Ao som de muito forró e arrocha, a sétima noite do Forró Caju 2026 reuniu mais de 23 mil pessoas na Praça Hilton Lopes, registrando o maior público da festa até o momento. Nesta quinta-feira, 25, o palco Luiz Gonzaga recebeu Erivaldo de Carira, referência do forró pé de serra; Pablo, um dos principais nomes do arrocha; Mestrinho, destaque da nova geração do forró tradicional; e a banda Calcinha Preta, um dos maiores ícones do forró eletrônico. A diversidade de ritmos e grandes atrações embalou uma multidão e consolidou mais uma noite de sucesso do maior São João à beira-mar do Brasil.
Abrindo a programação, Erivaldo de Carira levou ao público o autêntico forró pé de serra. Com mais de 50 anos de carreira, o cantor destacou sua ligação histórica com o evento. “Para mim é muito importante estar mais um ano no Forró Caju, porque participo desde a primeira edição. É motivo de muita alegria, honra e carinho cantar aqui e levar o melhor do forró”, afirmou. O artista acrescentou que preparou um repertório especial para a apresentação. “Vamos fazer essa mistura de forró e entregar ao Forró Caju o melhor que tem do sertão ao sul do Nordeste.”
Na sequência, Pablo subiu ao palco levando seus maiores sucessos do arrocha e da sofrência.
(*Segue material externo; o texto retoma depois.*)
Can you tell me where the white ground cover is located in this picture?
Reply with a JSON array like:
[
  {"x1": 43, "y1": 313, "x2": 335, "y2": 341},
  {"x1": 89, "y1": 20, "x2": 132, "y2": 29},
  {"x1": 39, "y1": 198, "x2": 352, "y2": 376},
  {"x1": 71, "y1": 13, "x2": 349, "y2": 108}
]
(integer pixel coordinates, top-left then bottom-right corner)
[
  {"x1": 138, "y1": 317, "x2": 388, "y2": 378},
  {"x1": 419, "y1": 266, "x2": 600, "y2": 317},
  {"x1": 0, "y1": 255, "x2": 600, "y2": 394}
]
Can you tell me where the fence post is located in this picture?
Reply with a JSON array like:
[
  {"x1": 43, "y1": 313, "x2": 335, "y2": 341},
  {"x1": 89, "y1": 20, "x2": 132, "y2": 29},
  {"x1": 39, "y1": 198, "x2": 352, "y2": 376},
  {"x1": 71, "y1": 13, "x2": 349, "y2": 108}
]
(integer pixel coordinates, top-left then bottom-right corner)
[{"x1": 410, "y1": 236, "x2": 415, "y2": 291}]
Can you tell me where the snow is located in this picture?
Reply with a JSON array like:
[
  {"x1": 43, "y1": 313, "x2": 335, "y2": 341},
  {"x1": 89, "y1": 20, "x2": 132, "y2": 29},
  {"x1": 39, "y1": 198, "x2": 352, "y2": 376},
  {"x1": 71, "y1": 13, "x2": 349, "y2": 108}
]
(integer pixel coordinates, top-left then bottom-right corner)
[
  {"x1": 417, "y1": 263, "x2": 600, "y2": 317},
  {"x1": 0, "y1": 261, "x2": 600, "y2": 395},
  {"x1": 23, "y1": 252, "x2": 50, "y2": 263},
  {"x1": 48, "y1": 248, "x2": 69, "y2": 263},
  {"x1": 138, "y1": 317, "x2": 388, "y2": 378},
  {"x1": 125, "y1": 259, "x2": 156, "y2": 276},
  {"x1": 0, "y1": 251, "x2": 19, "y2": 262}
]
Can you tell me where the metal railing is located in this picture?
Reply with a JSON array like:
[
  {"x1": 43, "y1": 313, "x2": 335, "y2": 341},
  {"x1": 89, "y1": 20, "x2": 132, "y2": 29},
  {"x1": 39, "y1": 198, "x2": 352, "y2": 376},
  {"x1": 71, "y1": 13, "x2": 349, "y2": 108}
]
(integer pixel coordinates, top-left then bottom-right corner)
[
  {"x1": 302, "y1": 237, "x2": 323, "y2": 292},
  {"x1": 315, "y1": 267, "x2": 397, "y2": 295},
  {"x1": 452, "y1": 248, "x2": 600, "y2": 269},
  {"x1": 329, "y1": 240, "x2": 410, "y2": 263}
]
O cantor baiano destacou a relação afetiva que mantém com Sergipe. “Quando estou aqui me sinto em casa. Aracaju é uma cidade acolhedora, e tenho raízes em Sergipe por parte da família do meu pai. Cantar aqui me faz voltar à infância”, disse.
O artista também elogiou a receptividade do público aracajuano. “Aracaju me coloca em um patamar maravilhoso. Quando subo nesse palco e vejo o público cantando junto comigo, recebo um grande presente. É uma alegria voltar e cantar para esse povo.” Para Pablo, a diversidade musical é uma das grandes marcas do São João. “A beleza de eventos como esse é justamente a diversidade. Minha música fala de sentimentos e das histórias das pessoas. O amor sempre encontra espaço, independentemente da época do ano”, ressaltou.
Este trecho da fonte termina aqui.